Consider $\mathbb{Z}_m^n$, an $n$-dimensional vector space over $\mathbb{Z}_m$. For two sets of vectors $P = \left\{ p^i \right\}$ and $Q = \left\{ q^j \right\}$ and a skew-symmetric matrix $S_{ij}=\mathrm{sgn}(i-j)$ (i.e., +1 above diagonal, -1 below, and 0 on diagonal) define a set $$ M = \left\{ p^i \pm q^j | \forall i,j \quad p^i \cdot S \cdot q^j \neq 0 \right\} $$ i.e., set of sums and differences of all pairs of vectors not orthogonal under the product induced by $S$.
I'm looking for a lower bound on size of $M$ as a function of size of $P$. Specifically, assume that for every $p^i$ there exist at least one $q^j$ such that $p^i \cdot S \cdot q^j \neq 0$ (so that we cannot increase the size of $P$ without affecting $M$).

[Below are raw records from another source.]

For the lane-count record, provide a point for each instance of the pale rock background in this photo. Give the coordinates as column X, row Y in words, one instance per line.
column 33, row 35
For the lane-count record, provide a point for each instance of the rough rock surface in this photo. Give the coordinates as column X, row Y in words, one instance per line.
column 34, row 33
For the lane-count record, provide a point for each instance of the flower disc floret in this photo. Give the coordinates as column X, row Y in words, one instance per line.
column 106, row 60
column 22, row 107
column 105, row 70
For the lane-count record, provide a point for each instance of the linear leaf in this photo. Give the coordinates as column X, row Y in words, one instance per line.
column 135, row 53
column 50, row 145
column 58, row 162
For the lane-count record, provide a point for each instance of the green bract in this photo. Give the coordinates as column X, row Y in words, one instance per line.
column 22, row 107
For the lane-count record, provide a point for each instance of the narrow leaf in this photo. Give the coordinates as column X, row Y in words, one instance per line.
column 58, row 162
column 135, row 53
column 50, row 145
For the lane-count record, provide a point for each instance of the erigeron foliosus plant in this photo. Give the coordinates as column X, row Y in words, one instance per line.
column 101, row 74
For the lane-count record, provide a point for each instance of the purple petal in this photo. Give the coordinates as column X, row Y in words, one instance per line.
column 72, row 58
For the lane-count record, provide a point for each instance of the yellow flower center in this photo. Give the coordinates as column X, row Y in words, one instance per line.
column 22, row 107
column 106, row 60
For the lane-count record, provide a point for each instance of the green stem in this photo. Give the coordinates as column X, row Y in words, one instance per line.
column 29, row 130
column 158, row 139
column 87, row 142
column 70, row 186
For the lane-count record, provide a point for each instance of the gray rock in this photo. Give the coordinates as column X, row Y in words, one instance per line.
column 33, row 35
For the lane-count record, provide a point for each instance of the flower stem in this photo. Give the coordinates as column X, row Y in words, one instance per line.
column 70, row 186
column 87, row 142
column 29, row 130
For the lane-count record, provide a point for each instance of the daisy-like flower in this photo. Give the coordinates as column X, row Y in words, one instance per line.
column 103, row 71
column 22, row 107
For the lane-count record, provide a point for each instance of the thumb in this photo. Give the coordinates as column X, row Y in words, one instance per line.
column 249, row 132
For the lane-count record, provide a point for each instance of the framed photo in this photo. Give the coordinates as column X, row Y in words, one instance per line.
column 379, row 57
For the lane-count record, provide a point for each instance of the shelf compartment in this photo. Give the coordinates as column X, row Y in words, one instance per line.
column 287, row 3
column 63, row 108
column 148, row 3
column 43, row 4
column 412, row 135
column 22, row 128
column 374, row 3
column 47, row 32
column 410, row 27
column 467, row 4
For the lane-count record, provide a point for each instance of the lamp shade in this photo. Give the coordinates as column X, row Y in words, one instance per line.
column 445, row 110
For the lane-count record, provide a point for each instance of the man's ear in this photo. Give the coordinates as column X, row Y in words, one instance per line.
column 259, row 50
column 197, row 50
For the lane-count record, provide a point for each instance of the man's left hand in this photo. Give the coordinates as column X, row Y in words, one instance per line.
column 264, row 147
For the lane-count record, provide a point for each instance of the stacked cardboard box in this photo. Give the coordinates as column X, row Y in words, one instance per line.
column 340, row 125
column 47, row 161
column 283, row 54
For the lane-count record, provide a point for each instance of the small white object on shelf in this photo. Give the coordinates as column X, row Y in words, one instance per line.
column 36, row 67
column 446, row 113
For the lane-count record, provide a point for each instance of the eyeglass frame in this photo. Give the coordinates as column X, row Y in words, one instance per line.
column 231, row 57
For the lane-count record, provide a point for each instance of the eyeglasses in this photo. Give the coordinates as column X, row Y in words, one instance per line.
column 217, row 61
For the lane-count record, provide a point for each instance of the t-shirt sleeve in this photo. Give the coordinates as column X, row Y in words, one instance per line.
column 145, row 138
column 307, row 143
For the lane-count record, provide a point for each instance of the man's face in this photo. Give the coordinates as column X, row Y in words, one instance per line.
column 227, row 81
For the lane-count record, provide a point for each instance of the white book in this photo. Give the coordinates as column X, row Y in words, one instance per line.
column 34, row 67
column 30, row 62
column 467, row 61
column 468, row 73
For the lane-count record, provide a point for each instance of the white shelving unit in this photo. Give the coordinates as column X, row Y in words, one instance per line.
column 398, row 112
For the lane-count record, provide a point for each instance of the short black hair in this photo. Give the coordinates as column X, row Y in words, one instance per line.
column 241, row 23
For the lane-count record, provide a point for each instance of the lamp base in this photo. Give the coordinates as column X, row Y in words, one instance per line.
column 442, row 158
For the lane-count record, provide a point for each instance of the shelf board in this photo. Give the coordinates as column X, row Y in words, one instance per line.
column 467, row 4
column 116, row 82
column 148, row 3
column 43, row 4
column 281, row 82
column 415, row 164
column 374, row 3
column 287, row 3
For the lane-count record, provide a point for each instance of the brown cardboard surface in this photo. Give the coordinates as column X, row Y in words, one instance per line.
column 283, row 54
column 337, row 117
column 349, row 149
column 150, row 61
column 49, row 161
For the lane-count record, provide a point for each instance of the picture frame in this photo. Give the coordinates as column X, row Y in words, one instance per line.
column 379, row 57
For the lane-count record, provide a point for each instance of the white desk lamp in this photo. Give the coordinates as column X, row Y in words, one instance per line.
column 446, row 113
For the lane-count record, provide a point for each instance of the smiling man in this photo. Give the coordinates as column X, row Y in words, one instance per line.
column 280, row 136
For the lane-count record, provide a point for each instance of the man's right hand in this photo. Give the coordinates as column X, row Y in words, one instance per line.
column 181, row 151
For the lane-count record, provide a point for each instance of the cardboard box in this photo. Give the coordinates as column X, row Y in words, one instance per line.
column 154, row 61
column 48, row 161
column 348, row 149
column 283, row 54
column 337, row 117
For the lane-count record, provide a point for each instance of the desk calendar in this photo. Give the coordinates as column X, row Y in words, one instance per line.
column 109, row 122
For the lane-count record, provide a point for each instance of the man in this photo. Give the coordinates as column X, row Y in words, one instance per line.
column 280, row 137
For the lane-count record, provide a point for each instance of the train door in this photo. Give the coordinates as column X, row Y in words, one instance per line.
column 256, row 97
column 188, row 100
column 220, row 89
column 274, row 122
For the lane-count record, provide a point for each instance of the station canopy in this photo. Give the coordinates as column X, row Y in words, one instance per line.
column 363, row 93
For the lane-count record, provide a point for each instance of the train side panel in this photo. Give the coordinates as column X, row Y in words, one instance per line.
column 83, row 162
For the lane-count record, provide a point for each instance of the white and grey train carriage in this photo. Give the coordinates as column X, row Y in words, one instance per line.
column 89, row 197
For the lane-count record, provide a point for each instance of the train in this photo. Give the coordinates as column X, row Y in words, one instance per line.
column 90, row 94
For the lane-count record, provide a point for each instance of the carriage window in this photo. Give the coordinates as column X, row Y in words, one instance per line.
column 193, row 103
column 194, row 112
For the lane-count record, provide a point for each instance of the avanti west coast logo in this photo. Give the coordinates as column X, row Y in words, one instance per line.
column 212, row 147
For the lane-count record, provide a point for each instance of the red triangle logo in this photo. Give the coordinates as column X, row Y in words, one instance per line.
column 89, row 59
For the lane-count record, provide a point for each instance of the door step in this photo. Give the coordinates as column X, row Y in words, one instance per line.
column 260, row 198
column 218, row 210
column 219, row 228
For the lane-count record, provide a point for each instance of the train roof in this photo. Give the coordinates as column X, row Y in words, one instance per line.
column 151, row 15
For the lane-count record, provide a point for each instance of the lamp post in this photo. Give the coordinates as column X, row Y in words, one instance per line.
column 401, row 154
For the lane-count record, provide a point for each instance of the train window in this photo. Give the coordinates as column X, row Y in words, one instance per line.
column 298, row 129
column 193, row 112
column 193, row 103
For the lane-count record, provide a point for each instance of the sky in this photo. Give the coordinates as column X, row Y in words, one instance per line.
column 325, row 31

My conjecture is that for odd $m>2$ $$ \left| M \right| \geqslant \left| P \right|. $$ In my specific case, there is an additional condition on $P$ and $Q$: $$ \sum_k p^i_k=1\;\text{ and }\;\sum_k q^j_k = 0\quad\text{ for all }i, j. $$ I'm not sure if it is relevant to the problem. The conjecture is clearly wrong for $m=2$, due to the fact that sum and difference are the same and we have twice less elements to begin with.
For $M$ to be small, vectors in $P$ should be orthogonal to the most of vectors in $q$; ideally every $p$ is not orthogonal only to one vector in $q$; this by itself will give $2\left|P\right|$ elements. This means that $\left|Q\right|$ can't be too big: there won't be a vector orthogonal to almost all $q^j$ in this case.
Moreover, there should be "a lot" of pairs $(i_1, j_1)$ and $(i_2, j_2)$ such that $p^{i_1}+q^{j+1}=p^{i_2}+q^{j+2}$.
However it is not clear how to prove that this is impossible.
I've tried to run numerical experiments to find such sets, and didn't find any; my intuition says that the conjecture is true but I'm not sure about it. Finding counterexample also will be helpful.